The next question, given political uncertainty between America and China, do you see the business case for graphite being stronger? I believe I've addressed this question already. China has a device-like grip on the graphite market. The U.S. obviously requires significant graphite primarily for defense, but also for any electric vehicle or lithium-ion battery application. The case for graphite is ever stronger. The case for all critical raw materials has really been brought into the limelight through the current trade war that is ongoing between America and China. I certainly see this as something that will strengthen the case for graphite. I think I have one final question. That is, why SEK 2.9 million for Sweden and GBP 0.7 million for the U.K.? I think this is the proportion of the capital raise.

The question then goes on, does this just reflect the relative market caps on AIM and Spotlight? That is absolutely correct. The capital raise comprises three components. First of all, there was the placing. In the placing, we secured support from board and management of about GBP 250,000 and about GBP 750,000 from new financial institutions. The balance of the capital raise is essentially split: 80% Sweden or Spotlight market through the rights issue and 20% through the U.K. retail offer. That reflects the current 20% shareholding on the AIM market versus 80% through the Swedish depository receipts on the Spotlight market. That is the reason for that split. However, if one of the financings is undersubscribed and the other is oversubscribed, we have flexibility to issue more shares through one or other of the mechanisms.

I think that is the final question. With that, I'll hand back to Paul.

Moderator

That's fantastic. Ed, look, thanks very much indeed for covering off all those questions. Of course, any further questions that do come through, Ed and the team will have the ability to review those and move public responses where appropriate to do so on the Investor Meet Company platform.

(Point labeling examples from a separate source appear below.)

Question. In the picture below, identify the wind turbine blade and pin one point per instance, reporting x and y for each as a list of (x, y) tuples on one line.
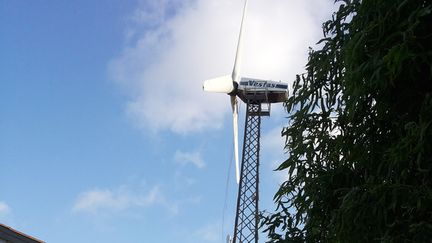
[(238, 60), (234, 106)]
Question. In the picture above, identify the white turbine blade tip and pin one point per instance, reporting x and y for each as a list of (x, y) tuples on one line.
[(234, 105)]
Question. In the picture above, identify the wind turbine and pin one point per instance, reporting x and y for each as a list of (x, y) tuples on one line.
[(254, 92)]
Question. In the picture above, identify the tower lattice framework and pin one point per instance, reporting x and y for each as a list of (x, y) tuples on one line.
[(246, 222)]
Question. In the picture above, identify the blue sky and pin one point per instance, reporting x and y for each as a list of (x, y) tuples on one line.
[(105, 133)]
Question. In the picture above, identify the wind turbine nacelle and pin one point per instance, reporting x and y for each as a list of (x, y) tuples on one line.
[(222, 84), (262, 91)]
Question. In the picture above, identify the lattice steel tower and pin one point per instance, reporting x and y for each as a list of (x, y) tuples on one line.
[(246, 222)]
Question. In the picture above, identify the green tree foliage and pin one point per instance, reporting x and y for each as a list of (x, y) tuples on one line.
[(359, 135)]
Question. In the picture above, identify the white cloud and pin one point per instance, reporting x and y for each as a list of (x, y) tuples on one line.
[(169, 53), (4, 209), (193, 158), (106, 200)]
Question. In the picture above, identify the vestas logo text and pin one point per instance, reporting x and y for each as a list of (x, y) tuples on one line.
[(261, 84)]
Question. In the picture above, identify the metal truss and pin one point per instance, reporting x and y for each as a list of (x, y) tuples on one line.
[(246, 222)]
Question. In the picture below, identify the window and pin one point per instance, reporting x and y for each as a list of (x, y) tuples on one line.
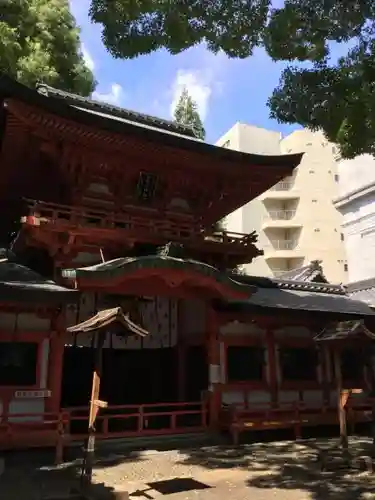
[(18, 363), (298, 363), (146, 186), (352, 364), (245, 363)]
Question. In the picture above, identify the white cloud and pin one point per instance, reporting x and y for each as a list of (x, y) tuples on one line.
[(87, 57), (114, 96), (199, 86)]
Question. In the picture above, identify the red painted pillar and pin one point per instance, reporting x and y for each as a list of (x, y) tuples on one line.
[(181, 353), (272, 366), (214, 370), (55, 365)]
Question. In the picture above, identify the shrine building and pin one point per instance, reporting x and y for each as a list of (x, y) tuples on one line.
[(105, 209)]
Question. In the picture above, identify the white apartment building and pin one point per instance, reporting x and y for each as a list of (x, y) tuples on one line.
[(356, 202), (295, 220)]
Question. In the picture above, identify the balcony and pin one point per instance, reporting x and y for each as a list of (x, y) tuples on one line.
[(281, 249), (283, 190), (279, 272), (280, 215), (284, 244), (283, 186), (280, 219)]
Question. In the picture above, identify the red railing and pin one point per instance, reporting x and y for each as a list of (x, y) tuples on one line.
[(28, 430), (42, 213), (119, 421)]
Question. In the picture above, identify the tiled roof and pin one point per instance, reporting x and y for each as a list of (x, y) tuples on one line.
[(344, 330), (311, 272), (305, 300), (114, 111), (110, 318), (21, 284)]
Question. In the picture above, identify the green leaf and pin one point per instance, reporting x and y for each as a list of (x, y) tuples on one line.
[(39, 42)]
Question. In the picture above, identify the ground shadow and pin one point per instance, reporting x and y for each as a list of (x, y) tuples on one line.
[(290, 465), (31, 475)]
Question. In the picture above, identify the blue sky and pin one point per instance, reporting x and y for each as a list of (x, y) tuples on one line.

Before redirecting investors to provide you with their feedback, and those particularly important to you, Ed, may I just ask you just for a few closing comments, please?

Ed Bowie
CEO, Beowulf Mining plc

Yes, certainly. First of all, thank you, everybody, for attending, and thank you for a really excellent set of questions. I hope that I've addressed them adequately. Beowulf is at a critical juncture now. We've completed the pre-fees for GAMP. We're well advanced for Kallak.

With support through this fundraise, we'll be able to accelerate the completion of the Kallak pre-feasibility study and environmental permit application. Both will really de-risk that project and demonstrate its true underlying value. The next 6-12 months will be very critical for the company. I'm very hopeful it will be very positive, both from technical and permitting development, but also in terms of share price appreciation. Obviously, that's something that we're very focused on. We hope that the geopolitical backdrop will be supportive and we can enjoy a positive year. Thank you for attending, and I do hope that you'll support the ongoing capital raise. Many thanks.

Moderator

Ed, thank you very much indeed for updating investors today. Now, please ask investors not to close this session.

You'll be automatically redirected to provide your feedback in order that management can better understand your views and expectations. This will only take a few moments to complete, and it's greatly valued by the company. On behalf of the management team at Beowulf Mining, we'd like to thank you for attending today's presentation. That concludes today's session. Good morning.